If anyone has any tips for how I might cope better, I would be really appreciative. Or how I might see it better from OH point of view. TIA
I agree with marionq. No-one wins in a circular discussion and it needs a change of tack. I usually say 'Really, I didn't know that' or 'silly me, I got that wrong didn't I'. This makes my husband feel better about himself and usually brings the discussion to an end. I also find it useful, If things are started to get heated, to tell him I'm going to make a cup of tea. By the time I get back he's forgotten all about the conversation and we can move on.
 

Toppo

Registered User
Sep 12, 2018
21
Knowing how to communicate with someone who has dementia is a particular problem. Have you come across compassionate communication?

Thank you, I have had a brief look at it. I think I will break it down into manageable bite-size pieces and work on one segment at a time.
Communication is becoming more of a problem, not just for me but for family and friends too.
 

Toppo

Registered User
Sep 12, 2018
21
Over a period of time I think you avoid arguments by making emollient noises. It may sound patronising but doing that saves you both a lot of upset. You cannot reason with dementia so if you want a good discussion about pretty well anything then you have to find it elsewhere.

Does your husband go to a daycentre? Try and organise help of that type so you are both meeting other people and some of the strain is taken off your shoulders.
I've tried COGS groups, singing for memory, Tibbs foundation music group, but my husband feel he can run the group better than those running it and is very demanding of people's time and disruptive to groups IF I manage to get him there. We have just found one session at a Day centre that he did want to go back to after one visit, but after the second he came away wanting to change how it is organised!

I'll try noises as well as diversions.
 

Toppo

Registered User
Sep 12, 2018
21
I agree with marionq.
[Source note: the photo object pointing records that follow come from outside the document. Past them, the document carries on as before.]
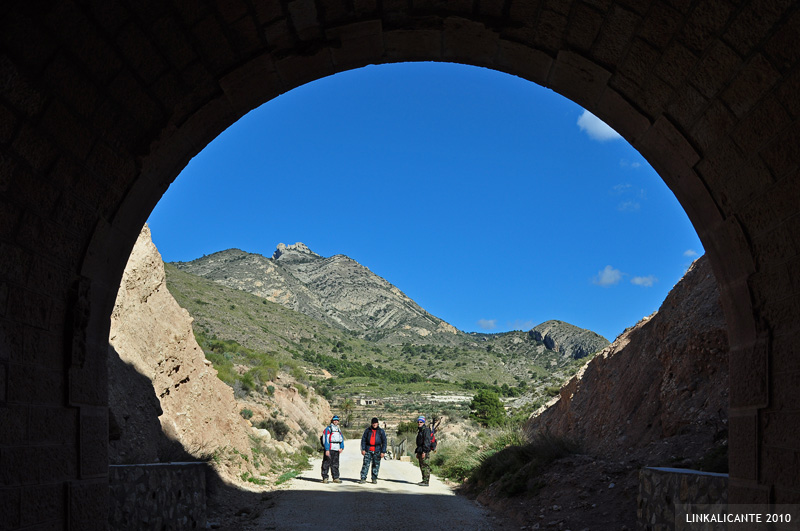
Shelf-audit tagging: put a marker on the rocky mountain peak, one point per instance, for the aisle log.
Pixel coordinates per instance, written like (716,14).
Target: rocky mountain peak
(299,252)
(567,339)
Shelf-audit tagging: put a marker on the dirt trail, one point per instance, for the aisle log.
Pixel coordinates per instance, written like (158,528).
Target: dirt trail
(395,502)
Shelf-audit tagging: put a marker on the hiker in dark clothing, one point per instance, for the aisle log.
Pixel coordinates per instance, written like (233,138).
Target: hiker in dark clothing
(373,448)
(423,450)
(332,444)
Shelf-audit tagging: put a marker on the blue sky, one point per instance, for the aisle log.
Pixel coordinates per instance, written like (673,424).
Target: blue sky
(494,203)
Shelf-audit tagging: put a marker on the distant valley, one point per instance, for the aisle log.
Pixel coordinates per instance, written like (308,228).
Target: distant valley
(355,334)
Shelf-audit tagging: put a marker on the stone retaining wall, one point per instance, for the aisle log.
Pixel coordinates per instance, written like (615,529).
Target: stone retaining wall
(663,492)
(157,496)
No-one wins in a circular discussion and it needs a change of tack. I usually say 'Really, I didn't know that' or 'silly me, I got that wrong didn't I'. This makes my husband feel better about himself and usually brings the discussion to an end. I also find it useful, If things are started to get heated, to tell him I'm going to make a cup of tea. By the time I get back he's forgotten all about the conversation and we can move on.
I'll try your phrases. I'm not sure he will have forgotten with only a short time. even after a 45 minute time away yesterday, he still brought the subject up as soon as I walked back through the door. Thank you
 

Toppo

Registered User
Sep 12, 2018
21
Try distraction too. When my Mum is in a 'loop' I ask if she'd like a piece of chocolate or cake and it always does the trick! You know your husband best so try referring to something that he likes doing, for example a walk in the garden, helping you with a household task etc.
I'll keep trying diversions. Thank you.
 

Toppo

Registered User
Sep 12, 2018
21
As communication is your particular issue I just thought you may also find something of use in the AS Factsheet about communication.

I have made this list into a more manageable ppt format - well it is easier for me to see and take small steps to improve how I interact/communicate. The messages in the above are hard to change all at once. If anyone wants a more detailed/more visual version, just let me know.
 

Attachments

kindred

Registered User
Apr 8, 2018
2,427
Try distraction too. When my Mum is in a 'loop' I ask if she'd like a piece of chocolate or cake and it always does the trick! You know your husband best so try referring to something that he likes doing, for example a walk in the garden, helping you with a household task etc.
Oh yes, so agree. I watched one of the nurses at my OH nursing home cope with a resident who kept on asking where her dog was, getting more and more agitated.
The nurse sat down and said
I bet when you were young you used to take your dog for some really lovely walks?
and that distraction worked completely. I was full of admiration!